Shira Strongin, a 17 year old warrior, shared her story with hundreds of strangers without the faintest trace of hesitation. In this moment, all of her troubles melted away, as frost turns to dew on a spring morning. Shira was determined that nothing would stand in her way.
She held up her sign that exclaimed:
“18 should be a celebration, not a death sentence!”
high above her head, for everyone to see.
In that instant, not only did those hundreds of strangers hear Shira’s voice, but they heard the voice of every chronic illness warrior. Although she may never know their faces, or their names, she spoke for all of them; she fought for all of them.
Shira’s story began when she was very young. Diagnosis after diagnosis, hospitalization after hospitalization, surgery after surgery, stroke after stroke… Shira Strongin is no stranger to the hospital. Shira began her work in advocacy through a blog she put together at ten. Blogging under the name “Sick Chick” she was able to spread her love and positivity. A few years later, her blog was moved to TCAPP’s website. As time went on, Shira gained the confidence to identify as The Sick Chick, founding her own website called The Sick Chicks. Today, The Sick Chicks is an entire community created by passion and held together with support.

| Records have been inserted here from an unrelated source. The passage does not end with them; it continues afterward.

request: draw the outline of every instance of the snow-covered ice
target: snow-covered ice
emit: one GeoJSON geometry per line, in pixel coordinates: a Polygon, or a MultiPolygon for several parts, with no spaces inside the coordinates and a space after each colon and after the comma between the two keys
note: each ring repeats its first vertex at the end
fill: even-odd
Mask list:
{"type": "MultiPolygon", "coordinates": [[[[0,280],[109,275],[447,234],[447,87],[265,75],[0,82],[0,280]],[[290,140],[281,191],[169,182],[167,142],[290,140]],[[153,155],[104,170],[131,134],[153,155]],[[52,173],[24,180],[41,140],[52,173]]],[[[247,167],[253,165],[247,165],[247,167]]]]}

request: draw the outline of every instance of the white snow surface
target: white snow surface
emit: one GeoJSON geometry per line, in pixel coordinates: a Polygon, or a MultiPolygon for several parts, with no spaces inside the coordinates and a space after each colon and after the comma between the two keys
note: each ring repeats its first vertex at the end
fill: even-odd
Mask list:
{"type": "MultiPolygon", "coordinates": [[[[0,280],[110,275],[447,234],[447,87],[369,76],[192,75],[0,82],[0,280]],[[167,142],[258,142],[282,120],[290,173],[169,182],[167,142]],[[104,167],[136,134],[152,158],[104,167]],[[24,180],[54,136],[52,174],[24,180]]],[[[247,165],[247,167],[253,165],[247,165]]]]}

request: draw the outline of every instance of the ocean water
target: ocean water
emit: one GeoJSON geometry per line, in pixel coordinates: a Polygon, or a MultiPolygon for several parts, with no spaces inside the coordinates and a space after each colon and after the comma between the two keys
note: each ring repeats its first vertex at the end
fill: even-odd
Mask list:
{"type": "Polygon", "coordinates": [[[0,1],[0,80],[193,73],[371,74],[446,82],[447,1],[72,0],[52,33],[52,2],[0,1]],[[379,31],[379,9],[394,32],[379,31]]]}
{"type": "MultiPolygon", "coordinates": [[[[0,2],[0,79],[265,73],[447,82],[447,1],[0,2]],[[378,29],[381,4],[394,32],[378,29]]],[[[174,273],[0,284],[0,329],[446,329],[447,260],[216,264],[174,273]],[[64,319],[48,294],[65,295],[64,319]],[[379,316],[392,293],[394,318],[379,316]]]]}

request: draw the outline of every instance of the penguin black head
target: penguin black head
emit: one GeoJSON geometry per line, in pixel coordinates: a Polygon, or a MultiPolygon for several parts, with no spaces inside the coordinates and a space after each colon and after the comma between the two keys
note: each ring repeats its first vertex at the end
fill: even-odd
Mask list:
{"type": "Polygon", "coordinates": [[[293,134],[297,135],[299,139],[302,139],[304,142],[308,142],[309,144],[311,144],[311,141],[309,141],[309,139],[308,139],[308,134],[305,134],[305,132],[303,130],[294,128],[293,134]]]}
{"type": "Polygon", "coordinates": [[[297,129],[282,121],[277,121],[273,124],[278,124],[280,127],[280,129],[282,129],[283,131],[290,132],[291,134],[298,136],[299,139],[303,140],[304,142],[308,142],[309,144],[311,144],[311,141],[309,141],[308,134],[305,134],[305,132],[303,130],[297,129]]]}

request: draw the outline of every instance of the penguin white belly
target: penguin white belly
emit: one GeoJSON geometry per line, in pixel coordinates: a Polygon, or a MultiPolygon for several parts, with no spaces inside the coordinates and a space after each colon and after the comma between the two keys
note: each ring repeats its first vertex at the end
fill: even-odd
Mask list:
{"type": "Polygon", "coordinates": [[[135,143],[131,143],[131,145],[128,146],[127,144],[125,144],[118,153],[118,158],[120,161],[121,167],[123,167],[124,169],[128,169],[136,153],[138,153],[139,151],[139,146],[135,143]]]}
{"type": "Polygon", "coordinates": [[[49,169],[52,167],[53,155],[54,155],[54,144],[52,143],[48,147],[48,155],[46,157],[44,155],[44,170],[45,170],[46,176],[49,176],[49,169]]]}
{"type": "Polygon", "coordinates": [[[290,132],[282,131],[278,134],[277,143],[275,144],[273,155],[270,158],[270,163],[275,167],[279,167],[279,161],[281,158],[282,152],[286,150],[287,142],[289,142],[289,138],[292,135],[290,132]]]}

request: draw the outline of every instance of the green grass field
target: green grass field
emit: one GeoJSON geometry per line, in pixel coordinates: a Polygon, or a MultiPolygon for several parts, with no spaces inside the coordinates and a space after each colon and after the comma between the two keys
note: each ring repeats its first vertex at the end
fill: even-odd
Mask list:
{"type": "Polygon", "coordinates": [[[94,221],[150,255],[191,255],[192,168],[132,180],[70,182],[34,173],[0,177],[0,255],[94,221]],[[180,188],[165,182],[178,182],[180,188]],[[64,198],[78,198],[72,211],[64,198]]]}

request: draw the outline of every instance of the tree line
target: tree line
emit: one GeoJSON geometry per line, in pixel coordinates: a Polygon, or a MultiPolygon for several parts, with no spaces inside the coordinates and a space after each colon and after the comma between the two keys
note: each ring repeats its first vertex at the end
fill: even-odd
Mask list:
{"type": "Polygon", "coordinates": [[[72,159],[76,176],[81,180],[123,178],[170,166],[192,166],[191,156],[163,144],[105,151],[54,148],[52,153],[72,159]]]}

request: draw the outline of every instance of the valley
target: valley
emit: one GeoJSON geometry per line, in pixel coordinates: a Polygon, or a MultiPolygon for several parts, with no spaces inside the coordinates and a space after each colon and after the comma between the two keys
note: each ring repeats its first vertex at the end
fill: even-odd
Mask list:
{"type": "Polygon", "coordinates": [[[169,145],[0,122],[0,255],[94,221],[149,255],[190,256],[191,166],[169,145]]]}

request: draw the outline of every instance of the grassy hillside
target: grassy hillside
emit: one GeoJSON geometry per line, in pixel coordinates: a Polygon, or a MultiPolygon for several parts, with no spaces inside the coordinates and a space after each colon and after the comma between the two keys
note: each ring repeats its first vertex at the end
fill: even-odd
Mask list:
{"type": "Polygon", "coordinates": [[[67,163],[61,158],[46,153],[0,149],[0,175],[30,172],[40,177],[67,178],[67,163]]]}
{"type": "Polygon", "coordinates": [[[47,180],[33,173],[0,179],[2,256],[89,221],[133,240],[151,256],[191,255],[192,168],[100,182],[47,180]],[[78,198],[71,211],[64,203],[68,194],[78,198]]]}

Shira discusses the issues, which otherwise would go unrecognized. She continues to remind the chronic illness community they are not alone. Shira hopes that by sharing her story, she will spark confidence and outspokenness within other young girls experiencing similar challenges.
Giving up is not an option for Shira. Although only 17, and not old enough to vote, she is determined that health care will not be taken away from the American people. Though she does not know their faces, or even their names, Shira will continue to fight for the chronic illness community.